Son ardente obligation reste d'offrir à ses malades les soins les plus conformes aux données acquises de la science (evidence based medicine) et ce n'est pas facile dans une période où les médicaments évoluent si rapidement avec des informations aussi nombreuses et parfois contradictoires [2]. Dans l'affaire Mediator®, la majorité des prescriptions étaient « hors AMM », situation qui engage particulièrement le prescripteur [3]... Il n'y a pas 36 solutions mais une seule : dans notre environnement très évolutif, nous devons consacrer un temps accru à notre formation continue et nous adresser à des sources fiables : les commissions nationales dont les sites Internet sont aisément accessibles, les journaux de formation indépendants de l'industrie pharmaceutique et la FMC critique.

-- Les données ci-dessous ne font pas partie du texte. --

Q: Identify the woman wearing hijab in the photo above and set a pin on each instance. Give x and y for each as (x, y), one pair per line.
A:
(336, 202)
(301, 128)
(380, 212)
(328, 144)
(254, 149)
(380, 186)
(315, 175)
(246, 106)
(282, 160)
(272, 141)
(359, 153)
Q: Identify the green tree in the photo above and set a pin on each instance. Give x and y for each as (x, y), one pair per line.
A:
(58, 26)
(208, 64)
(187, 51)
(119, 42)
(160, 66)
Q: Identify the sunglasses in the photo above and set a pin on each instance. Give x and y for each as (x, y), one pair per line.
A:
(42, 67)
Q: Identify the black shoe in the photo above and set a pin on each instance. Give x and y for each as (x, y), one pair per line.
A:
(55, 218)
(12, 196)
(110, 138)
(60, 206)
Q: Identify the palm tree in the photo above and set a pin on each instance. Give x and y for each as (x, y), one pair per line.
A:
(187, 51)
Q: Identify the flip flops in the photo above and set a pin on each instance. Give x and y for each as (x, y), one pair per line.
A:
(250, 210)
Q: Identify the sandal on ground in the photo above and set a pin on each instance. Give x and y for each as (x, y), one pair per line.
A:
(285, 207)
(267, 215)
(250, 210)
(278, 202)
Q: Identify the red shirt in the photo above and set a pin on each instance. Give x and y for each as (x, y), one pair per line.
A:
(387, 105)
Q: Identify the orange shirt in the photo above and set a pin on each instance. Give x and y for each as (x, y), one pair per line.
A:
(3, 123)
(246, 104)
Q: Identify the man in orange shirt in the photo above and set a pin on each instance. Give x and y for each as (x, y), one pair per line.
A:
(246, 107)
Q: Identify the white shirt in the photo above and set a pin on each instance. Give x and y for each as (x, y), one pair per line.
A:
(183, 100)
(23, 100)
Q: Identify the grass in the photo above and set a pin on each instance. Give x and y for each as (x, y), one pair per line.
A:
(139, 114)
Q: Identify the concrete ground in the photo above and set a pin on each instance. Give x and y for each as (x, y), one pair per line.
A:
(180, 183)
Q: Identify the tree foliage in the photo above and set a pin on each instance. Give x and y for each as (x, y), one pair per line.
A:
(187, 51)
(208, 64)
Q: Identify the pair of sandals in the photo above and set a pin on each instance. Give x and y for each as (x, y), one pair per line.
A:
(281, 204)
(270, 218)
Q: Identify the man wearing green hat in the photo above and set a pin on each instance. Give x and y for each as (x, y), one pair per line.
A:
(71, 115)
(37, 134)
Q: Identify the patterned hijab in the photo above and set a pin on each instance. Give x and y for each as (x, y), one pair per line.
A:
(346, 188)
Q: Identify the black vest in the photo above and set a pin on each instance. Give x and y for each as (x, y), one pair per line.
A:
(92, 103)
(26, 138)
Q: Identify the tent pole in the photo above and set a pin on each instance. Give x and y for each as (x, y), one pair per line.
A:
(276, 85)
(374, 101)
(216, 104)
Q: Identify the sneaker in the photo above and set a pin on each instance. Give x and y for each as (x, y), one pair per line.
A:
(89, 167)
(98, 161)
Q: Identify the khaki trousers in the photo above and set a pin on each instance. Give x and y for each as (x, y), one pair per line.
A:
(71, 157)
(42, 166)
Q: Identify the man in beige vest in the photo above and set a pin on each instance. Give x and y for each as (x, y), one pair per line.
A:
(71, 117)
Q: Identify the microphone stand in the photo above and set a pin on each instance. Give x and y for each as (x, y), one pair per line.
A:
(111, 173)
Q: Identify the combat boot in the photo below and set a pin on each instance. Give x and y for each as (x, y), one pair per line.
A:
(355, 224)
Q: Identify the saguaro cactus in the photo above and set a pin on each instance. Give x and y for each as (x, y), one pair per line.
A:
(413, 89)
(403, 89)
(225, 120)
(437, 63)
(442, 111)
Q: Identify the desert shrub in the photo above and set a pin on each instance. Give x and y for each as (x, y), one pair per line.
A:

Les nouveaux médicaments ne sont pas plus dangereux mais nous devons être plus conscients des risques et prendre le temps et les moyens de nous informer !

Conflits d'intérêts : aucun.

Références

  1. Caulin Ch. Historique de l'évaluation des médicaments en vue d'une autorisation de mise sur le marché. Journal Français d'Ophtalmologie. 2008;31:71-4.
  2. Avorn J. Teaching clinicians about drugs ­ 50 years later, whose job is it? N Engl J Med. 2011;364:1185-7.
  3. Avorn J, Kesselheim A. A hemorrhage of off-label use. Ann Intern Med. 2011;154:566-7.